3. Never judge. You dont know what you would actually do if you were in the same position. I have worked in a community mental health clinic with the poorest of the poor and the sickest of the mentally ill. I am still amazed at the need for love and connection that even the most grossly psychotic person needs...people are people no matter what color their skin, no matter how much money they make. Love them all just the same.
4. Be Genuine. Learn all the techniques, theories you can...then forget them. Being real is what matters with people. Especially with people who have been hurt, burned, and abused and can smell a liar a mile away. Besides, those hurt people are all of us to some degree.
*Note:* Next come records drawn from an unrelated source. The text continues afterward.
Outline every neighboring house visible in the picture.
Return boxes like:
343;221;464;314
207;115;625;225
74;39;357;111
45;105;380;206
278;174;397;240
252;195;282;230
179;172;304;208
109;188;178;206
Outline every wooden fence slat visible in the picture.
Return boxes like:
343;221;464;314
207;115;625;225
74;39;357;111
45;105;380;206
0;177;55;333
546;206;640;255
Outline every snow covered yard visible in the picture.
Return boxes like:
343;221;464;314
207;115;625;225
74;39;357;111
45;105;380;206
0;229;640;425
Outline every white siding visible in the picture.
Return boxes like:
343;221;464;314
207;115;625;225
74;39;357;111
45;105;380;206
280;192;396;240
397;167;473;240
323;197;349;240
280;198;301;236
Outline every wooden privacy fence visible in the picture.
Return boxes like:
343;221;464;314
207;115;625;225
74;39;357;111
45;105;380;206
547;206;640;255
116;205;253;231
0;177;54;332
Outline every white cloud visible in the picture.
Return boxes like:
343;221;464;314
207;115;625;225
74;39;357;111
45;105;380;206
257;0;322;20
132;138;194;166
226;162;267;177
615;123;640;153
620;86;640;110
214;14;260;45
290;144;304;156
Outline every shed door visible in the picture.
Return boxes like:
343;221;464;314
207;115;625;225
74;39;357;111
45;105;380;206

5. Boundaries. You gotta have them. The are what determines what defines you individually and relationally. They make us and break us. People will try to draw you into their life drama, to play a part that is not originally yours, help them have an emotionally corrective experience by showing them a new relationship through good boundaries.
6. Never assume you know what another person is thinking, feeling, experiencing...more times than not when you do this you are wrong and you are actually talking more about your own issues than listening to someone elses.
7. Know yourself. Know your vices. Know your biases. They WILL come through in your relationships, whether personal or professional. Go to therapy. Society makes fun of therapy but thats because most are afraid of what is really going on inside them. This fear imprisons people, makes them slaves to themselves. Growth is about letting go of fear and gaining strength/freedom.
8. Service. Give freely withut expecting something in return. Our job is often not immediately rewarded. We plant seeds in every contact we make with others, what kind of fruits will those seeds yeild? Good, empowering, growth fruit or something more sinister and destructive.
I will miss you greatly. Thank you for the invaluable lessons in life and work. You've raised me, a great therapist. Now if I could learn to apply all those lessons...lol. We all have our vices! haha.